Il est évident que nous ne pouvons pas partir tout de suite, car la zone est quadrillée par des «forces ennemies» (professeurs, forces de l'ordre). Nous n'avons donc qu'à attendre la fin de la manifestation, lorsque les rues seront pleines de monde, pour pouvoir nous mêler à la foule. Et pour tuer le temps, rien de tel qu'un match de foot. Pendant quelques heures, nous nous transformons donc en joueurs de l'équipe du Steaua Bucarest, de l'Ajax, du Barça ou du Milan AC. Il y a des buts, des cris de victoire ou de désespoir, des engueulades pour savoir s'il y a eu faute ou non, et toutes les autres joies propres à ce sport. Cerise sur le gâteau, des fenêtres de l'école sont cassées à la suite de tirs malheureux. La main sur le cœur, j'avoue que c'est moi le responsable: mon talent de footballeur frisait le niveau de la mer. Pour nous faire pardonner, nous laissons un petit mot indiquant que la note devrait être adressée au comité d’organisation de la manifestation du 1er mai !


Épilogue

Le premier jour de l’école, enquête, bien sûr. Nos collègues prétendent à l’unisson que nous les avons manipulés: certains disent qu’ils sont partis parce que nous leur avons dit que c’était l’ordre de la camarade Mincu. D'autres disent qu'ils se sont égarés dans la colonne parce qu'on leur a demandé d'aller chercher de l'eau ou des gâteaux. Certaines filles vont même jusqu'à dire qu'elles sont parties par peur, après que nous les avons menacées de les frapper (ha ha ha!). En bref, l’enquête a révélé que nous étions les seuls coupables, Angelo et George. Par la suite, notre note de «bonne conduite» pour le premier trimestre nous a été fortement baissée.
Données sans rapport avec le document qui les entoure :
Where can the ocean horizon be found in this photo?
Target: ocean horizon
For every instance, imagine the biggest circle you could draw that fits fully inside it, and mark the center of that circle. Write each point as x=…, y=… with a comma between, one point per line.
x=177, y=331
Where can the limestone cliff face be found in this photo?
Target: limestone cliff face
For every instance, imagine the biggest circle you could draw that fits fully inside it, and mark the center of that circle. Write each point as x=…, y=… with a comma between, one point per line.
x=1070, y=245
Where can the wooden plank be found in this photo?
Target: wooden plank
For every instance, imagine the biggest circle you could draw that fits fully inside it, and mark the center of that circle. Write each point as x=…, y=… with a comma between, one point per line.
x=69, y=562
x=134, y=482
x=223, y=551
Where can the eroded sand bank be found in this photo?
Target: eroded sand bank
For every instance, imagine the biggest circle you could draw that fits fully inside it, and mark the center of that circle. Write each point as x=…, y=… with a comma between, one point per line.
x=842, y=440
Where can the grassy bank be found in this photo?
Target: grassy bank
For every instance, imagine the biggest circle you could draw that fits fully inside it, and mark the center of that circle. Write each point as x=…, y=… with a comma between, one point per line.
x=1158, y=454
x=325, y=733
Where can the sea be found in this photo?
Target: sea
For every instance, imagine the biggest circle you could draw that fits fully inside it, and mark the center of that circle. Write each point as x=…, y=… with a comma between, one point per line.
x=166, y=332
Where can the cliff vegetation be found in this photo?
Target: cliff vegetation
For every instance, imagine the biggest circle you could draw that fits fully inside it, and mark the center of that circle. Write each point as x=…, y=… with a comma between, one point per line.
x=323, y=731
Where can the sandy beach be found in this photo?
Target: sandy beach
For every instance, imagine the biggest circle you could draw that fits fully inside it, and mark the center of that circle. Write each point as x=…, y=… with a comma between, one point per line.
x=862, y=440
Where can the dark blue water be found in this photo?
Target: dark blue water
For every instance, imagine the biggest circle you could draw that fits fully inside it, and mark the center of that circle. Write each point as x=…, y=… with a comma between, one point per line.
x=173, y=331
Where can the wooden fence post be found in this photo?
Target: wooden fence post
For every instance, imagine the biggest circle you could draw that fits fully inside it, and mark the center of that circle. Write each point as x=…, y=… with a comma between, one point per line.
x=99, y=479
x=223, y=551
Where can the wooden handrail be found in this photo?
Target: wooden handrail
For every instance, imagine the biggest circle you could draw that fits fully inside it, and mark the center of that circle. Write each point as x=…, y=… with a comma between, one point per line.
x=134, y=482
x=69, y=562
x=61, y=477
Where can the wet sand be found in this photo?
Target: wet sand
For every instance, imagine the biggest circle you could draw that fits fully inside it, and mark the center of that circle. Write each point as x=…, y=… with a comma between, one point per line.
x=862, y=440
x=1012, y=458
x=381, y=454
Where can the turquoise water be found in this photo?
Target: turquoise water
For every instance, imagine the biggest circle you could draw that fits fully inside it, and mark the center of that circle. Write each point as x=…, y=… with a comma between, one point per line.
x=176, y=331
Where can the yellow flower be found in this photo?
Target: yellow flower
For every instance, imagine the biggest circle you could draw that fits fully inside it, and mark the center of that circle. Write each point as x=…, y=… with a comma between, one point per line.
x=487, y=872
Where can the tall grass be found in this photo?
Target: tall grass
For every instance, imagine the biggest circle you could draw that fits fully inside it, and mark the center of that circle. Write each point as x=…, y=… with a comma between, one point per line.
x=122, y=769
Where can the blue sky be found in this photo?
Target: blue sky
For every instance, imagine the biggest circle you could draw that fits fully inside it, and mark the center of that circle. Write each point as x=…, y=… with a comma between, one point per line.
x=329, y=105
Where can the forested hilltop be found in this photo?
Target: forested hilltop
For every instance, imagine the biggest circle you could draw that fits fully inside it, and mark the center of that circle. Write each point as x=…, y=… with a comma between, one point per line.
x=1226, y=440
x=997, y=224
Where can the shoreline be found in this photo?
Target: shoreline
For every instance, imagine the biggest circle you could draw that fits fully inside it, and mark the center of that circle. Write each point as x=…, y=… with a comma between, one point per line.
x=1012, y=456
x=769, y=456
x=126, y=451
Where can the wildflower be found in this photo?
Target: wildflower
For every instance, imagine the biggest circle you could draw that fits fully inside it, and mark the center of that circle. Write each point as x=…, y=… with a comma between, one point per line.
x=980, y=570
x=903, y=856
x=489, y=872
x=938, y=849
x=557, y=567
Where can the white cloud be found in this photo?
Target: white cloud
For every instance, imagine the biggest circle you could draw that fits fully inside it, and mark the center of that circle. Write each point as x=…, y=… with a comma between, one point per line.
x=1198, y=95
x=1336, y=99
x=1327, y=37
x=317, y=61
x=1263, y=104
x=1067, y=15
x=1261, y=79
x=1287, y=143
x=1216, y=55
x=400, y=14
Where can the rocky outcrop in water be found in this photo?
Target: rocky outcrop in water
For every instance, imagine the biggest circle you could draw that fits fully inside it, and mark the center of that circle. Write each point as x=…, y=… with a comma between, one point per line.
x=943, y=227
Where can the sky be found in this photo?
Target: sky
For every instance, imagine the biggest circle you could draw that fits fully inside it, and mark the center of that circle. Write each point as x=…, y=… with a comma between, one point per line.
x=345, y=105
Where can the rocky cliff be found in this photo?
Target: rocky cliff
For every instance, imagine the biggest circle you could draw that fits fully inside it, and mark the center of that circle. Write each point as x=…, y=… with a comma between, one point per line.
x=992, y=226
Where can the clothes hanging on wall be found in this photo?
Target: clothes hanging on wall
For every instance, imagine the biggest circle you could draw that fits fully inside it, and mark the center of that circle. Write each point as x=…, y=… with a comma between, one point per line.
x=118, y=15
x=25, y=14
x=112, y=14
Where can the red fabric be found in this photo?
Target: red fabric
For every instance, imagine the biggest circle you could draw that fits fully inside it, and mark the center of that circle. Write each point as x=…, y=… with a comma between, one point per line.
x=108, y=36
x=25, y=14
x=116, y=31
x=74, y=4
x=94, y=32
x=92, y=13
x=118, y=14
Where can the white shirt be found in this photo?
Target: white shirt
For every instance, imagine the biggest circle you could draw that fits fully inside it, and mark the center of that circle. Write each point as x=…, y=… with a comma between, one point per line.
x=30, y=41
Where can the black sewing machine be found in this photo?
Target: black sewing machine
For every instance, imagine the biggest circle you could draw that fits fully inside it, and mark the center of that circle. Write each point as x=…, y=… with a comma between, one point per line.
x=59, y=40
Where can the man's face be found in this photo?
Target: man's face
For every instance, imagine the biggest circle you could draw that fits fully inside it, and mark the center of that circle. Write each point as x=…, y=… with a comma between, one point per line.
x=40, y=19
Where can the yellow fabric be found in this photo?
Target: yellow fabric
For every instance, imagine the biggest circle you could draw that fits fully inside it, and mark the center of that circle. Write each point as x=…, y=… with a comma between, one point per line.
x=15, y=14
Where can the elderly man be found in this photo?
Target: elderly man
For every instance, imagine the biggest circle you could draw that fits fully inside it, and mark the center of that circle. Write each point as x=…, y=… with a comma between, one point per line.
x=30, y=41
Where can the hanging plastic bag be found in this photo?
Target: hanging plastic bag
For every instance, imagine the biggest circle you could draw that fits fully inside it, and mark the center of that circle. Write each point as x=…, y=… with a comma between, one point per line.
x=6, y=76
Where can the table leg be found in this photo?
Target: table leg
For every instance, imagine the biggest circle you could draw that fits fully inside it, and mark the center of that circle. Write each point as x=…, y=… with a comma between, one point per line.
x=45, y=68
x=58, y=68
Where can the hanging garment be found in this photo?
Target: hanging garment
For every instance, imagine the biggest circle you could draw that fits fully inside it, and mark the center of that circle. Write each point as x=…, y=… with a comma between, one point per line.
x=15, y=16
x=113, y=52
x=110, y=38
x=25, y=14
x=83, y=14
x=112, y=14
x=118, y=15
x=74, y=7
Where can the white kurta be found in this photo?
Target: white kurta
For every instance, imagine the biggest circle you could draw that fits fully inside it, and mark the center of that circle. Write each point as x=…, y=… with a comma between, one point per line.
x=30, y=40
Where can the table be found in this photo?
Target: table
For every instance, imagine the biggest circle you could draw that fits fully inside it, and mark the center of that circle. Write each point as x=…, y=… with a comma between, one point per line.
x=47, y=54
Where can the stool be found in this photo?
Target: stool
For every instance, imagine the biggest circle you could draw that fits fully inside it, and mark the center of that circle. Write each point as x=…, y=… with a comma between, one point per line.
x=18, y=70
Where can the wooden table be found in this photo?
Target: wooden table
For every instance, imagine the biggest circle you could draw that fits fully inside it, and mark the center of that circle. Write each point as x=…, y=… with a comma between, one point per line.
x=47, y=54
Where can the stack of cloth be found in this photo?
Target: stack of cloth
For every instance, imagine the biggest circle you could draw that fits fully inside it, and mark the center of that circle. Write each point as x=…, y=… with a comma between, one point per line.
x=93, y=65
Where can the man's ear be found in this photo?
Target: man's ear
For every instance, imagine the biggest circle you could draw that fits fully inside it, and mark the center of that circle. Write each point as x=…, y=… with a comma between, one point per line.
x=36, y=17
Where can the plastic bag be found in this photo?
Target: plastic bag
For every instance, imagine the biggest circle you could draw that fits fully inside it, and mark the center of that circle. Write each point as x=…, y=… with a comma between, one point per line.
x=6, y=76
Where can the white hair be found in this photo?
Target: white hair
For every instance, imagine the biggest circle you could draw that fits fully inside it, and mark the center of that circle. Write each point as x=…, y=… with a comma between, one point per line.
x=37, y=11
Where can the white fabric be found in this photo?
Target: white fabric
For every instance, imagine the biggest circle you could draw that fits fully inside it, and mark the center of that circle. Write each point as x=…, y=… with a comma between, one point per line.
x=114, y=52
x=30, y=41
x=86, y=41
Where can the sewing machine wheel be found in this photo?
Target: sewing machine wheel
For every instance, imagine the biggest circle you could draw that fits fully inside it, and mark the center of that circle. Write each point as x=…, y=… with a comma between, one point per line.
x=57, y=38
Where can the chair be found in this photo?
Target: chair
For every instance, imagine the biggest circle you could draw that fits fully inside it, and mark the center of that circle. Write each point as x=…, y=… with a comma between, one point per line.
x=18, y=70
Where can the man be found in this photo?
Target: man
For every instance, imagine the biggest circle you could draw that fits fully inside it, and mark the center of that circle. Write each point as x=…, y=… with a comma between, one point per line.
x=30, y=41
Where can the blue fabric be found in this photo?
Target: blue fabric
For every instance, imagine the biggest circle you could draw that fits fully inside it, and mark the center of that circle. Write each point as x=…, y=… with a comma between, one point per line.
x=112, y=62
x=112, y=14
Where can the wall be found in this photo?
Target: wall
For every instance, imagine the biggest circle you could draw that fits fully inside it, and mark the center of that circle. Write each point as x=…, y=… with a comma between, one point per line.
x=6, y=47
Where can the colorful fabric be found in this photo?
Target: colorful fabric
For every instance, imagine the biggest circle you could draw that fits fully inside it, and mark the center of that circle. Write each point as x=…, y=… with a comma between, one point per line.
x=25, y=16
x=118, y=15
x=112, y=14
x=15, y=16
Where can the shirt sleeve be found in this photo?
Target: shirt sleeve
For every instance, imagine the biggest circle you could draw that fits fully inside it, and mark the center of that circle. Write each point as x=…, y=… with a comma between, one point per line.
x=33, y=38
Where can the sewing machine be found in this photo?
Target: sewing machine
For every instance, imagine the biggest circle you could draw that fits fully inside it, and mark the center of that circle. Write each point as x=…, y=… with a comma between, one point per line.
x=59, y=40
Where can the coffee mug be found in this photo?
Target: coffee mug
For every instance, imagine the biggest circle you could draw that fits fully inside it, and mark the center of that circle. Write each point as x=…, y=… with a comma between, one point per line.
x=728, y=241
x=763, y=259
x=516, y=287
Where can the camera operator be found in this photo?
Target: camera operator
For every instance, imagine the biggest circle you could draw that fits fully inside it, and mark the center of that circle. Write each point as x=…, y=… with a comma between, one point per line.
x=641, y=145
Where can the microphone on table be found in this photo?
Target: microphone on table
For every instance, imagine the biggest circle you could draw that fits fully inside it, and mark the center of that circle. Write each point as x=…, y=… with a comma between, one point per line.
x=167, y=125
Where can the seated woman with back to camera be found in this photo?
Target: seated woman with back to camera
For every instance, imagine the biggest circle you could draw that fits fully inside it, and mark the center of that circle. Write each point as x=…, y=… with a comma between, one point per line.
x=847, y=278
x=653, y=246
De plus, la direction du lycée nous a également mis en demeure de demander notre transfert vers un autre établissement. Nous avons bien sûr superbement ignoré cette demande, les papiers reçus à cet effet prenant la direction de la première poubelle rencontrée à la sortie de l'enquête. En revanche, il y a eu une autre conséquence heureuse: jusqu’à la fin de cette année scolaire, notre classe n’a pas été sollicitée pour des «activités de pratique agricole» (qui, à l’époque, signifiaient une participation forcée à des travaux agricoles ou du bâtiment non qualifié et non rémunéré). Et quand on nous a obligés à participer à de telles activités, ça a tourné à la catastrophe (lisez «Travaux agricoles pour rien»).